I videogiochi offrono la possibilità di interagire in uno scenario immaginario, concretizzato visivamente grazie al supporto video-digitale. In tale scenario, il paziente può esprimere gli aspetti salienti di sé in assoluta libertà e con meno difese rispetto al ricorso esclusivo al dialogo, grazie alle proprietà immersive del videogioco che rendono l’esperienza ludica particolarmente spontanea e grazie all’attivazione dell’esperienza di FLOW, nel quale i due emisferi sono in equilibrio rispetto alle sfide ed agli obiettivi che il gioco richiede ed interagiscono tra loro in modo equilibrato.
L’approccio della Video Game Therapy® è nato nel 2019, da un’idea del Dott.
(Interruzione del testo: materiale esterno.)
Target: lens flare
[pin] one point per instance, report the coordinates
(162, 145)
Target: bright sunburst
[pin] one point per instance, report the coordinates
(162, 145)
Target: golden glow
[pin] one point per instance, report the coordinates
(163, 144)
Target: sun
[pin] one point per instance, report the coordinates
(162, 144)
Francesco Bocci, riprendendo dalla letteratura americana della dalla Geek Therapy di Anthony Bean, del 2018 oltre che dallo psicodramma classico e dalla letteratura sullo storytelling, in un periodo in cui il videogioco faceva fatica ancora ad essere riconosciuto come uno strumento potenzialmente terapeutico da utilizzare in ambito clinico.
All’interno dell’approccio della VGT® vengono integrate varie tecniche psicologiche quali:
– Ascolto attivo
– Libere Associazioni
– Immaginazione attiva
– Esposizione allo stimolo
– Catarsi
– Desensibilizzazione rispetto ad un ricordo/evento traumatico
– Storytelling
– Skill Training e Meta Cognizione
– Internal Family System®
Attualmente la VGT (Video Game Therapy®) vuole portare a termine i seguenti obiettivi terapeutici:
– promozione della sperimentazione emotiva con l’altro (terapeuta), favorire processi empatici e di mentalizzazione;
– promozione dell’alfabetizzazione emotiva;
– favorire la consapevolezza dell’emozione primaria della “scoperta”;
– desensibilizzazione e compensazione rispetto ad una cognizione persistente di inferiorità;
– promozione del sentimento sociale: il gioco diventa cooperazione reciproca e condivisione di dinamiche interne;
– favorire la consapevolezza di un proprio ruolo in un dato momento di vita, grazie alla correlazione tra lo stile di vita reale del giocatore con l’avatar del protagonista o di un personaggio del videogioco all’interno di una storia narrata virtualmente;
– favorire lo skill training rispetto a determinate skill deficitarie nel soggetto;
– attivazione di un’esperienza immersiva e trasformativa attraverso lo stato di FLOW;
– favorire processi di insight, l’autoregolazione e l’autoriflessività;
– favorire il sé creativo e la narrazione di Sé.
E’ di fondamentale importanza che il focus del percorso non sia tanto legato al contenuto o al mezzo utilizzato (nel nostro caso il videogioco), ma soprattutto al “come”, al “modo” in cui il terapeuta o caregiver lo propone e lo agisce in seduta.
Il gaming (ed il digitale in genere) riattiva dinamiche “proiettive” e “difese primordiali” in un ambiente “protetto” e “regolato”. Il “fare” “giocando” nella relazione permette così al terapeuta ed al paziente gamer, alla diade terapeutica, di “immaginare”, di “essere e rimanere fluido” nella relazione, di far rivivere proiezioni ed identificazioni, come anche vissuti emotivi, traumi passati, ricordi d’infanzia, senza rimanere incastrati in essi, ma dandone un significato adattivo e creativo.